Aid groups fear there will few tangible results without the leaders of the G8 nations.
“I am not satisfied with the fact that there is no commitment regarding the calendar, amounts and conditions,” Diouf said.
In particular, Dioouf said he regretted the “absence of a deadline for the total eradication of hunger in the world”, referring to the UN Millennium Development Goal deadline of 2025.
Pope Benedict XVI, the Roman Catholic pontiff, criticised the “greed which causes speculation to rear its head even in the marketing of cereals, as if food were to be treated just like any other commodity”.
Matt Grainger of Oxfam was among many activists who criticised the outcome, calling it “completely uncosted, unfunded and unaccountable”.

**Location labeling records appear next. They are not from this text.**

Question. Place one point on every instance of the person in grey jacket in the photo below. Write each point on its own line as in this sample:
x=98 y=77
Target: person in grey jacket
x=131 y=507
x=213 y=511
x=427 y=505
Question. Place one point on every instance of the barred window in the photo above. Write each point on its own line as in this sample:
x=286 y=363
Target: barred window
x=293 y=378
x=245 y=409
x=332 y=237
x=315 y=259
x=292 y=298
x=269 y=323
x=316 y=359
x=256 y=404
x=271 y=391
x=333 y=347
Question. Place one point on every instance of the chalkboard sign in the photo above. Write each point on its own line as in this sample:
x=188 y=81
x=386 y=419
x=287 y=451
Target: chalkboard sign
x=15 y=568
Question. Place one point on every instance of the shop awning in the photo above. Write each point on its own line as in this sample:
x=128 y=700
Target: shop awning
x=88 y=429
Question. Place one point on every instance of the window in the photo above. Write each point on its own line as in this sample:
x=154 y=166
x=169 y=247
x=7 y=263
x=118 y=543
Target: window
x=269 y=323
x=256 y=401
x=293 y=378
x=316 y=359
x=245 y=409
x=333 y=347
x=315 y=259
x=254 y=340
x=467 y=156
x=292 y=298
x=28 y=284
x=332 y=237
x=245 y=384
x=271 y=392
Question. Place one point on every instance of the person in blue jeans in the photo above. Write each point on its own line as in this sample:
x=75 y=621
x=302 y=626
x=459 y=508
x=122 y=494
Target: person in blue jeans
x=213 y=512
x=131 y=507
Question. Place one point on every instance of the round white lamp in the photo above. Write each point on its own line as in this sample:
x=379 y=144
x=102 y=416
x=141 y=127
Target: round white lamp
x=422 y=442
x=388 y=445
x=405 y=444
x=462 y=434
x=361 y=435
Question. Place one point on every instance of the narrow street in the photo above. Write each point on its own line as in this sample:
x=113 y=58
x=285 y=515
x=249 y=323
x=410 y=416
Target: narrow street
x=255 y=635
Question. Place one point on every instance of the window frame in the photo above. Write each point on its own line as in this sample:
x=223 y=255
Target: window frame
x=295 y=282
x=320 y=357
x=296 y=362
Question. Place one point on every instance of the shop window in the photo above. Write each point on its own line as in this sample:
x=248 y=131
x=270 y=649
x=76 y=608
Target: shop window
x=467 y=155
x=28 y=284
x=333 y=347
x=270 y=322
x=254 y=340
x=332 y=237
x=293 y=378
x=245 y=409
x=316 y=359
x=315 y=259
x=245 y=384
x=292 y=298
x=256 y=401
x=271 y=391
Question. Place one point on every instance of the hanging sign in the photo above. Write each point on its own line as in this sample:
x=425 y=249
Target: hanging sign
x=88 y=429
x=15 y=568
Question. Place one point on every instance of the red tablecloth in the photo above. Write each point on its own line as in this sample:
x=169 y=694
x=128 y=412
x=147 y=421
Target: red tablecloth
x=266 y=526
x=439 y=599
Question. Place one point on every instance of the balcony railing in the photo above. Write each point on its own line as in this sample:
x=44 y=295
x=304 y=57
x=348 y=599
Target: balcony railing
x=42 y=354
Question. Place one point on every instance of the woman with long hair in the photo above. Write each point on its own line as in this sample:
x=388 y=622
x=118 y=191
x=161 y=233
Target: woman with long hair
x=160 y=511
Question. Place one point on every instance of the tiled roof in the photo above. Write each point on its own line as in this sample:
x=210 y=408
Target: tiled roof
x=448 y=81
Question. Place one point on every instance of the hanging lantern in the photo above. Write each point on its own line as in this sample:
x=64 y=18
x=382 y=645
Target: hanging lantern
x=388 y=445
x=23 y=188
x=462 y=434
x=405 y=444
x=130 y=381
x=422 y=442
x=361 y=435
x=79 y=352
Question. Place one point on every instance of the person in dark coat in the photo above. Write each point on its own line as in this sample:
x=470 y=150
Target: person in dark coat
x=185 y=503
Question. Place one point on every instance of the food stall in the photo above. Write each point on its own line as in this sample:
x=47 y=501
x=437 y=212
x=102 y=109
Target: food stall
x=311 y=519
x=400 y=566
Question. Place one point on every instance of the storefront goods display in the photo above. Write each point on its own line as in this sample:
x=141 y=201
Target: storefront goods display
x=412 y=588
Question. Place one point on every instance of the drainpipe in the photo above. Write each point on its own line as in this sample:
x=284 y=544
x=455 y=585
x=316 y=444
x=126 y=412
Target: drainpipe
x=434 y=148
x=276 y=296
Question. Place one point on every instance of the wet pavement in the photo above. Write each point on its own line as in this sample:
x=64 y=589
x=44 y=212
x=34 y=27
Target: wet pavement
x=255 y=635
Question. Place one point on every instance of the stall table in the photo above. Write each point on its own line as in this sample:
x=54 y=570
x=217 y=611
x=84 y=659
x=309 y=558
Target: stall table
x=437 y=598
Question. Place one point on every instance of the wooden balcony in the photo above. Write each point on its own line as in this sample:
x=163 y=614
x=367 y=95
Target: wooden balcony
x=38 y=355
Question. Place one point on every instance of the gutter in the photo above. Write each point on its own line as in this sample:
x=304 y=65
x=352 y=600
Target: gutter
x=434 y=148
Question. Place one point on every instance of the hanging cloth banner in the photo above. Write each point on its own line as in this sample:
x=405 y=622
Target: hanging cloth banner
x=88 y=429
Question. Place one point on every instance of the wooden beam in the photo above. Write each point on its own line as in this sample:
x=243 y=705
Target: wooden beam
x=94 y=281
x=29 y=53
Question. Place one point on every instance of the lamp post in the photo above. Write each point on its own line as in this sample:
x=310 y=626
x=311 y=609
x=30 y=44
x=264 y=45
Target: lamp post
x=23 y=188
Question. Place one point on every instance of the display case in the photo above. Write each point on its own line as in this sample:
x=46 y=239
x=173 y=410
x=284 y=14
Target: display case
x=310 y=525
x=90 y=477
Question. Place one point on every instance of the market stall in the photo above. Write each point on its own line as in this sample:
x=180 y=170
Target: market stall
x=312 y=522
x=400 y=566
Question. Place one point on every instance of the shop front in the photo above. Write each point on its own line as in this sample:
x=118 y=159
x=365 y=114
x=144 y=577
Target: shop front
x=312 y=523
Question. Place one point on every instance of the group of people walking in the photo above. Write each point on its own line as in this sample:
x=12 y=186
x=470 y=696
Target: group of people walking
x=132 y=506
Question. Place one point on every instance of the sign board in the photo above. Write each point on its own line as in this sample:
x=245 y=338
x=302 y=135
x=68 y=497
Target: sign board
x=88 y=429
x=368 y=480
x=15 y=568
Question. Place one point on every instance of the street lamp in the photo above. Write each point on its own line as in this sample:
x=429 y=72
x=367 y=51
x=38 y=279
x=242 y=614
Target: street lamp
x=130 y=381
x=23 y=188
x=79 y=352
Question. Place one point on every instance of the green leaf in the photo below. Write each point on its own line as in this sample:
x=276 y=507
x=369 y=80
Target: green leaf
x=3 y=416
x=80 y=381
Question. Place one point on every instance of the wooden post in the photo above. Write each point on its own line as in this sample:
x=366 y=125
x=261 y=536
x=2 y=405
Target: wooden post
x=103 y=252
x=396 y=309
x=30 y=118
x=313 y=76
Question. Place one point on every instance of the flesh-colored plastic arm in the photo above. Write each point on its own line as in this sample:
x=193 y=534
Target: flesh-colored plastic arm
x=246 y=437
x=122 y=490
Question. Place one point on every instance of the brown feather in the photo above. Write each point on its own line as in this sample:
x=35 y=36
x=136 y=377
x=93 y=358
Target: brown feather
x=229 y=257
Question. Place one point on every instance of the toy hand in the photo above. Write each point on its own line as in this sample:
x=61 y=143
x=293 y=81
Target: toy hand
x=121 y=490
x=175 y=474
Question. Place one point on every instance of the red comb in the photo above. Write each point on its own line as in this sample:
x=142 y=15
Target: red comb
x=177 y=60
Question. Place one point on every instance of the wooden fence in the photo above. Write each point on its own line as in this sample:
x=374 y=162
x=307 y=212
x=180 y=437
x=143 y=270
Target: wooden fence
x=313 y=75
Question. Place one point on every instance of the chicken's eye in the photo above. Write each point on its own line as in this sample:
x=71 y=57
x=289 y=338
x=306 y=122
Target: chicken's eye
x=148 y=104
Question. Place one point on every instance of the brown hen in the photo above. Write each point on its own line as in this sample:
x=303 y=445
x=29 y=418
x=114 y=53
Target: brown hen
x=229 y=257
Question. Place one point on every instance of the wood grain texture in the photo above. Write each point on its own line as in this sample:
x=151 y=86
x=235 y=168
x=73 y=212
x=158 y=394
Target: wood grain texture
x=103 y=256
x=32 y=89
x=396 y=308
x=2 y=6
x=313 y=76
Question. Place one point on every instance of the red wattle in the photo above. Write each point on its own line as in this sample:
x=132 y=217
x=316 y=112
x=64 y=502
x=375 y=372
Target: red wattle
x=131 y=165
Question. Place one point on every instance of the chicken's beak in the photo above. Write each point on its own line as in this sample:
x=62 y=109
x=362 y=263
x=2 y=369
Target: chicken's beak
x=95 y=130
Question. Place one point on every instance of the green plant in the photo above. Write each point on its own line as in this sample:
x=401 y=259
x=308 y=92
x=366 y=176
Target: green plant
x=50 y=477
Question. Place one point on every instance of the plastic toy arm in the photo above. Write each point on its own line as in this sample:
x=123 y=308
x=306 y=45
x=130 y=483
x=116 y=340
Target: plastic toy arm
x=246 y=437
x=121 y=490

|The leaders of Libya and Italy attended but not the leaders of the wealthiest nations [AFP]|
“They really had a chance here to come up with something really concrete,” Grainger told the AFP news agency, calling the summit a “massive wasted opportunity”.
Some 60 heads of state and government were attending the World Summit on Food Security, but leaders of most of the world’s wealthiest countries were absent.
Monday’s declaration outlined five “principles” including “direct action” to help the most vulnerable.
But no new financial commitments were contained in the document, which calls on wealthy nations to honour pledges of $20bn in aid over the next three years made at a Group of Eight summit in July.
Opening the summit, Ban Ki-moon, the UN secretary general, said “the food crisis of today is a wake-up call for tomorrow”.
By the time the world population reaches some nine billion in 2050, “we know we will need to grow 70 per cent more food, yet weather is becoming more extreme and more unpredictable”, he said.
The UN chief added that the issues of climate change and food security are interlinked.